“Darah mereka diawetkan untuk minum, dan kadang dibuat menjadi puding yang disajikan dengan nasi.”

Ida Laura Reyer Pfeiffer mengenakan syal dan kain renda. Ida sangat ingin mengatasi keterbatasannya sebagai seorang wanita dari abad ke-19, tetapi dia tidak sepenuhnya menentang kodratnya. Globe di latar belakang menambah sentuhan ilmiah.
“Sebelum saya menyadarinya, sekawanan lelaki telah melingkari saya seraya menodongkan tombak mereka, dengan tatapan ngeri dan liar.”

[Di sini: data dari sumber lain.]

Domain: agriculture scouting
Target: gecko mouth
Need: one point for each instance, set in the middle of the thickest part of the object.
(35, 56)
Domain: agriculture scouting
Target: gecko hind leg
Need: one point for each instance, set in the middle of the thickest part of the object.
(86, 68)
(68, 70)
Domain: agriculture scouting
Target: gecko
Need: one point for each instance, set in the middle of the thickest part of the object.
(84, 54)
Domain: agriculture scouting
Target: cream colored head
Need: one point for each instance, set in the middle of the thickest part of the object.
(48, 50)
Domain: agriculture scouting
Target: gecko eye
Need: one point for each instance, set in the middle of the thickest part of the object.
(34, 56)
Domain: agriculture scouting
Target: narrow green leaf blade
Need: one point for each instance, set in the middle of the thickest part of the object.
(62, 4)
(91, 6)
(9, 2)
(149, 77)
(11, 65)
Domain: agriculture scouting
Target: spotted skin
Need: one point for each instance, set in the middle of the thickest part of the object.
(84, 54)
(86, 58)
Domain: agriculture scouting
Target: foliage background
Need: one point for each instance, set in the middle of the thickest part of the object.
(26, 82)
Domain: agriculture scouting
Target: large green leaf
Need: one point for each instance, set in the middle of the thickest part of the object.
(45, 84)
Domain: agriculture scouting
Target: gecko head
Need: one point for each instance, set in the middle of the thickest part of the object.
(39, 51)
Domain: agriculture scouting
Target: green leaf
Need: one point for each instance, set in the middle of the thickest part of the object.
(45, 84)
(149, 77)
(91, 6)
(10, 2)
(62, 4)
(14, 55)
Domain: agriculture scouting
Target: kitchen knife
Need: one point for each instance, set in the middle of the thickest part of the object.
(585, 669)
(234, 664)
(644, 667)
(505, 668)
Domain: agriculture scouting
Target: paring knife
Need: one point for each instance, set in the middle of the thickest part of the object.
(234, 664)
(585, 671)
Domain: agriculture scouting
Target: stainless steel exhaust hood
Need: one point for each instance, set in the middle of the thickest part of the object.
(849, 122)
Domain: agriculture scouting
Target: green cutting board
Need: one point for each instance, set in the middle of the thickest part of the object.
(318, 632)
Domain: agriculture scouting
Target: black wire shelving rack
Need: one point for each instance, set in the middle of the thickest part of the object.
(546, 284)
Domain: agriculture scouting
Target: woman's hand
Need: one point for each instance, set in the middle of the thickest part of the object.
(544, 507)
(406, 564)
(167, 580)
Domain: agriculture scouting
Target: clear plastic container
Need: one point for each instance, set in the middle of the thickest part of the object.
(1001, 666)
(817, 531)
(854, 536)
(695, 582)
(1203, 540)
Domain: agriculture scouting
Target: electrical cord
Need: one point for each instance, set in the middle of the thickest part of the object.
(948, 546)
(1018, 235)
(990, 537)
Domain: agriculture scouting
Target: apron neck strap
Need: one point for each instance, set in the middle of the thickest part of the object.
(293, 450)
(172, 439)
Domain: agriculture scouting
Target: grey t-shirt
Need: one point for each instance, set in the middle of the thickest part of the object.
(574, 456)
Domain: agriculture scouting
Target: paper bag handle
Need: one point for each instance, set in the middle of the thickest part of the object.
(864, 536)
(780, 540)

Sosok Ida Laura Reyer Pfeiffer dalam busana melancong dari kain linen warna kelabu. Litografi karya Adolf Dauthage (1825–1883).
Ulrich Kozok dari University of Hawaii—seorang Jerman yang mengkaji budaya dan sastra Batak—mengungkapkan sosok Ida Pfeiffer sebagai “Turis Pertama di Daerah Batak”.
Perjalanan Ida ke Tanah Batak mengisi sebagian besar kisahnya tatkala berjejak di Sumatra. Selama perjalanannya keliling dunia, dia juga mengumpulkan spesimen aneka satwa dan puspa, juga peranti budaya dari tempat yang dikunjunginya. Buah tangan Ida dari Batak turut menghias Museum für Völkerkunde, sebuah museum etnografi di Wina: Tongkat 'Tunggal Panaluan' sepanjang hampir dua meter.